The ransomware group DragonForce was among those who abused these vulnerabilities. One reported incident involved a Managed Service Provider whose SimpleHelp instance was compromised and then used to access downstream customer systems. Concurrently, a separate and sophisticated attack by the Fog ransomware group was uncovered by Symantec, targeting a financial institution in Asia using stolen VPN credentials, phishing emails with malicious LNK files, and employee monitoring software Syteca. 

These attacks were part of a broader campaign seen since May 2024, involving dual-use tools like Adaptix, Stowaway, and GC2, tools sometimes linked to Chinese hacking groups such as APT41. Meanwhile, analysis of LockBit ransomware operations between December 2024 and April 2025, based on a leaked admin panel in May 2025, revealed China, Taiwan, Brazil, and Turkey as key targets, with affiliates like Iofikdis, PiotrBond, and JamesCraig leading the activity. LockBit also benefited from the March 2025 shutdown of rival group RansomHub.

 

What was said 

According to the CISA advisory, “This incident reflects a broader pattern of ransomware actors targeting organizations through unpatched versions of SimpleHelp RMM since January 2025.”

 

Why it matters 

Ransomware groups like DragonForce and Fog don’t just encrypt files anymore; they steal data first, then threaten to leak it for double extortion. They even slip in legitimate employee‑monitoring software (Syteca) and advanced proxy tools (Stowaway, GC2) to hide their tracks and stay inside a network for weeks.
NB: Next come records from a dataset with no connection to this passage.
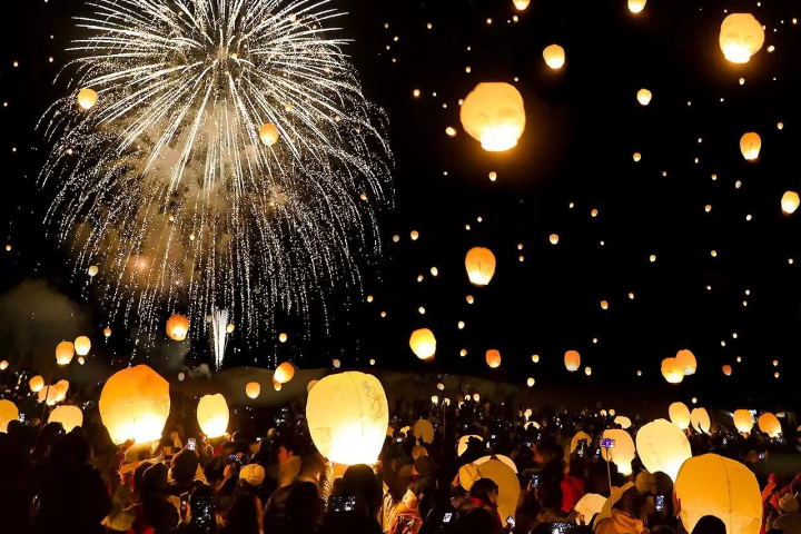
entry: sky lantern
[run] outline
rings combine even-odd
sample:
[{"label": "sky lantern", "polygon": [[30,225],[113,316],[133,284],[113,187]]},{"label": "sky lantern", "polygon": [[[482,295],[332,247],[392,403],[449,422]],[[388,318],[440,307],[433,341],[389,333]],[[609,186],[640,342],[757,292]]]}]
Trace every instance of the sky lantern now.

These tactics represent a new era of cybercrime where criminal crews borrow state‑of‑the‑art spy techniques, exploit every weak patch, and treat every victim as a high‑value target.

Related: HIPAA Compliant Email: The Definitive Guide (2025 Update)

 

FAQs

What is double extortion in ransomware attacks?

Double extortion is a tactic where attackers not only encrypt a victim's data but also steal it.

 

How is double extortion different from traditional ransomware?

Traditional ransomware focused on file encryption and demanded payment for a decryption key. Double extortion adds a second layer, making the consequences of refusal far more damaging, including public leaks, reputational harm, or regulatory penalties.

 

How do ransomware attacks start?

Most attacks begin through phishing emails, malicious links, compromised credentials (like VPN or RDP access), or unpatched software vulnerabilities, like those in SimpleHelp.